Easy Personal Time Tracking Tool
For smaller items, if time is draining inexplicably, use a simple spreadsheet printout, one column per day, 1/2 hour time grid, and a pencil.
- Record the ONE major type of activity you did during each 1/2 hour block.
- Set an onscreen timer if needed. I like this one: http://timer.onlineclock.net
- That’s as much granularity as you need to see what’s going on.
For Teams and Direct Reports…
Do NOT use Time Doctor or any other tool that tracks actions and records screen shots every minute. They will:
- Create stress, resentment, and looking-over-my-shoulder feelings of mistrust
- Kill initiative and creativity
- Force your best innovators to go somewhere else
See this excellent YouTube video about some of the psychology factors with teams and direct reports:
The optimal approach:
- Hold people accountable for broad visions, objectives, assignments, goals
- Have regular 1-1 meetings to discuss objectives and progress
- Let them find the best ways to accomplish those things
- When intervention is needed, use the easy personal time tracking tool above
Total, Relaxed Organization also makes this easy. Automatic 1-1 follow-up and zero-preparation group agendas are built into the system.




Agree with some of the sentiments in your article but don’t agree with the fundamental premise:
“What happens to a company when every dollar is tracked down to the penny, all the time?” – most companies do track down to the penny, but they do NOT track their time at all. Does this mean that money is important to track and time is not? Yes it’s not about tracking to know that you spend 10 second on Facebook (and in fact we purposely remove this information from Time Doctor data reports), just as it’s not important to know that you spent 10 cents on a piece of paper, but it is important to know where the majority of time went, and if you do not track it you will have no idea.
“For smaller items, if time is draining inexplicably, use a simple spreadsheet printout, one column per day, 1/2 hour time grid, and a pencil.” – this is ok, but it takes time and is not accurate at all, why not do something that is 100% accurate and takes the same amount of time?
There is a culture in most businesses of being accountable around where money is spent. However there is not a culture of being accountable for where time is spent. Some people may feel like they are being pushed or monitored. However that is not the point. Just as you give people flexibility around where they spend money (to a certain point), for example it’s great to give spending authority to everyone in your company so that you are not micromanaging people around money. Similarly around time. You don’t need to micromanage about every aspect of where time is spent. however it is valuable to know where time is spent for an individual or for a manager, as you can use this information to improve processes and to analyse the work day. Find that you are spending 3 hours per day on email? You can do something about it.
Comment by timedoctor — 9 September 2012 @ 7:38 pm
[Note: All my answers are for a typical US workplace knowledge worker culture.]
I agree wholeheartedly with this:
“Just as you give people flexibility around where they spend money (to a certain point) [you should give flexibility with time. For] example it’s great to give spending authority to everyone in your company so that you are not micromanaging people around money.”

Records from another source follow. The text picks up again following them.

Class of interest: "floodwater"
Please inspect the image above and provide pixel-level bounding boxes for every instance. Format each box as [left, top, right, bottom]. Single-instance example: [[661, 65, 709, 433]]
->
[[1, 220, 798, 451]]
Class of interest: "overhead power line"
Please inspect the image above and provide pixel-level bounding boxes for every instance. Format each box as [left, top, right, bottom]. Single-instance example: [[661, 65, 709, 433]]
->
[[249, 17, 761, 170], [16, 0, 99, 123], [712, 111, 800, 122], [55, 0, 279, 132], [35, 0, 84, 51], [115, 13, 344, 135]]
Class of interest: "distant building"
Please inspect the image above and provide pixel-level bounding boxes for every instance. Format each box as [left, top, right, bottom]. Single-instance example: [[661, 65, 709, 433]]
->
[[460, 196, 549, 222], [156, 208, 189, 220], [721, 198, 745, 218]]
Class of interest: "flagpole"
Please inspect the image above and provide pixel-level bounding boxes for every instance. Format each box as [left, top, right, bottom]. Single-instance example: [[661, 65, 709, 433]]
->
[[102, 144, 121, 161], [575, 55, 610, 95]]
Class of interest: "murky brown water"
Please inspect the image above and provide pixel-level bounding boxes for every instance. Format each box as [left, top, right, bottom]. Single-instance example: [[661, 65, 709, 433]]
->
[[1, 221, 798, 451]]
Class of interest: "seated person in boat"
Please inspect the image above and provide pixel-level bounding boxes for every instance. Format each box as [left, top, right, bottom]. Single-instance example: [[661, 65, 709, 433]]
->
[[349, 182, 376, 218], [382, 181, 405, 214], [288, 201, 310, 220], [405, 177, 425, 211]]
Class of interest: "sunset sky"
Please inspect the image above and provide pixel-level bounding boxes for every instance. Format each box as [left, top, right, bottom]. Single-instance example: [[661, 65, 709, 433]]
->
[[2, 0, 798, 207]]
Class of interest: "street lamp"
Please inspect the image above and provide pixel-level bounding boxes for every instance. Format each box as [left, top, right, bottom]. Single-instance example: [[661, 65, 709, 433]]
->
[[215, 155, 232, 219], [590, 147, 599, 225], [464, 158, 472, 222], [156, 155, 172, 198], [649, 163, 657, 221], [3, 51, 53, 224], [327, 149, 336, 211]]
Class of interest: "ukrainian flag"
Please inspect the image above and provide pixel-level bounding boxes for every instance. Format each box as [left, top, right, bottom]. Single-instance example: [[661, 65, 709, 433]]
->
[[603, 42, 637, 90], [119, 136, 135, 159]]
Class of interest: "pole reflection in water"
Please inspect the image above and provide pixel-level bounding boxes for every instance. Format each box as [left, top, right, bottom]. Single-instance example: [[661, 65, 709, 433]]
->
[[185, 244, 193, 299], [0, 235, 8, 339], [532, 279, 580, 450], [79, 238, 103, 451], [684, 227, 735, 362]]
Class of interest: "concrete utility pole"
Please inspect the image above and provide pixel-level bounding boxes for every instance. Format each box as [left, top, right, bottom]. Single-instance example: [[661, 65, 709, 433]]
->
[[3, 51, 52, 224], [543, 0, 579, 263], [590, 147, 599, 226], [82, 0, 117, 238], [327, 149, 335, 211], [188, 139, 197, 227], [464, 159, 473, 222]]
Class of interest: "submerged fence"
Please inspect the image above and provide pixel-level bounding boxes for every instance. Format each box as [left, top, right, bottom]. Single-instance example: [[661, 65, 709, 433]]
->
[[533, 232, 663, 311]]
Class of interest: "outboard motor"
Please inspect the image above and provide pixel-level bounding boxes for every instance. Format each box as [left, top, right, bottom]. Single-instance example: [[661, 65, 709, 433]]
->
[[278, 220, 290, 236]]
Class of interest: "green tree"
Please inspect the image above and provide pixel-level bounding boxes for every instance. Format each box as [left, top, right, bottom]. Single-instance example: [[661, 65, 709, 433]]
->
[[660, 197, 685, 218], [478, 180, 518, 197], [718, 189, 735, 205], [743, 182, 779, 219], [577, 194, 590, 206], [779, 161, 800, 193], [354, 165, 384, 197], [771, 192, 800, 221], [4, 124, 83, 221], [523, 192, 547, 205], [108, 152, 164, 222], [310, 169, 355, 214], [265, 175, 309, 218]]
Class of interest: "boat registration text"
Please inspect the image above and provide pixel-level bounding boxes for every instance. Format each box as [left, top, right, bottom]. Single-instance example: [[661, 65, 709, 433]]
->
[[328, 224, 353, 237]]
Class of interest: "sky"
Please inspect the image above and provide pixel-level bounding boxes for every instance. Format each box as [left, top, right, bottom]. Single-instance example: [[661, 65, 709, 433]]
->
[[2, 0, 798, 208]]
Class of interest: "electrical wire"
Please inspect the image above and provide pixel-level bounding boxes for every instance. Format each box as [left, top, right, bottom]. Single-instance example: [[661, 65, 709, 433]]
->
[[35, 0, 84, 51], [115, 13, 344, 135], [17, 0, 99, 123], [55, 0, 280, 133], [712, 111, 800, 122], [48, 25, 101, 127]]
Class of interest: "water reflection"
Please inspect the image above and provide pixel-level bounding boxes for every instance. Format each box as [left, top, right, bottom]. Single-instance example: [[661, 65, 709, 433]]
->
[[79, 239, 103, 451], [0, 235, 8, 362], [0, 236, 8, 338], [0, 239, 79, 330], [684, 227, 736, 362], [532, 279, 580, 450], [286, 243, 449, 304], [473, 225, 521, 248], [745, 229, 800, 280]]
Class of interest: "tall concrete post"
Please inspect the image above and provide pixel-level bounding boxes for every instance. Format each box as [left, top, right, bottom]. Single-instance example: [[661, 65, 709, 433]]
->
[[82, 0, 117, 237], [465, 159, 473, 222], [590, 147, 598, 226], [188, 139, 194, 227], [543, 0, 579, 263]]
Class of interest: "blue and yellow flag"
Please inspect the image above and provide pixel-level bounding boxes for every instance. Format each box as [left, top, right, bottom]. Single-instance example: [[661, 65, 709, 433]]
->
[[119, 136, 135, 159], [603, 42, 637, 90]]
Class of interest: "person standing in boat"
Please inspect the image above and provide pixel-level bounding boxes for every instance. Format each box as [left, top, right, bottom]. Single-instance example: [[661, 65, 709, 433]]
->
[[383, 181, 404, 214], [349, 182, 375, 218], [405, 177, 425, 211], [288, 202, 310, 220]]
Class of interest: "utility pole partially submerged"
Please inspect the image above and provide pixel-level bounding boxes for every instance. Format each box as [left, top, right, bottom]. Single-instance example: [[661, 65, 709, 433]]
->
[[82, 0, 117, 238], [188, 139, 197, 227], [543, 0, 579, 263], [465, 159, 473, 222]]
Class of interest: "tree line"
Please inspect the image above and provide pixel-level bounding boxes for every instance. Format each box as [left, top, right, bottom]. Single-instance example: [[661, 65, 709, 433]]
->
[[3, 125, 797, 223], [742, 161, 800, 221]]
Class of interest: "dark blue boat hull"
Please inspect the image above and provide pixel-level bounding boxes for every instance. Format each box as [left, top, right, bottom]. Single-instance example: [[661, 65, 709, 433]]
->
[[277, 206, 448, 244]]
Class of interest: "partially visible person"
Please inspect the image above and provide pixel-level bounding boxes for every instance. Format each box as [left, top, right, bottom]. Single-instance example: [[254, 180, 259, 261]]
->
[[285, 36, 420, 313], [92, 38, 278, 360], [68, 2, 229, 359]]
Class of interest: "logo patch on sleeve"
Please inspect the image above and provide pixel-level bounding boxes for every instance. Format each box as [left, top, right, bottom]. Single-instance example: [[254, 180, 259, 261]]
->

However, I have concerns about this:
“Some people may feel like they are being pushed or monitored. However that is not the point.”
A: I think it is precisely the point when it comes to productivity and effective management. We are managing people, people have feelings, feelings determine productivity. If they feel pushed or monitored, it hurts morale; engagement, initiative, and output will drop.
You ask: “Why do something that takes time and is not 100% accurate?”
A: Because the act of deciding “what was the most important thing I did during this time block?” is self-feedback that creates behavioral modification without making them feel monitored or pushed. It isn’t over-burdensome once every 30 minutes, and it supports the Pomodoro Technique. It also has a subtle, subliminal affect of saying: “Each time block should really be focusing on one major thing.” That has a huge benefit too, minimizing task switching.
A final thought:
People think of time differently than they do money. It’s the company’s money, but it’s their time (even though they are hired to spend it on company things). Knowledge workers need to feel like they are in control of deciding where to most effectively spend their time or they will wilt. Sometimes that means browsing Facebook or news to rest their mind a few minutes.
BIG Exceptions:
Exception 1) Occasional assessments to monitor where people are actually spending time are VERY helpful as a workflow analysis/improvement tool (in the confidential hands of the third-party consultant). But it must not be public or something they worry they might need to justify, or bad feelings and low output will ensue.
Exception 2) If you need an intervention for someone, 100% accurate monitoring is valuable, but use with caution. It’s heavy-handed, so it will be seen as a form of discipline.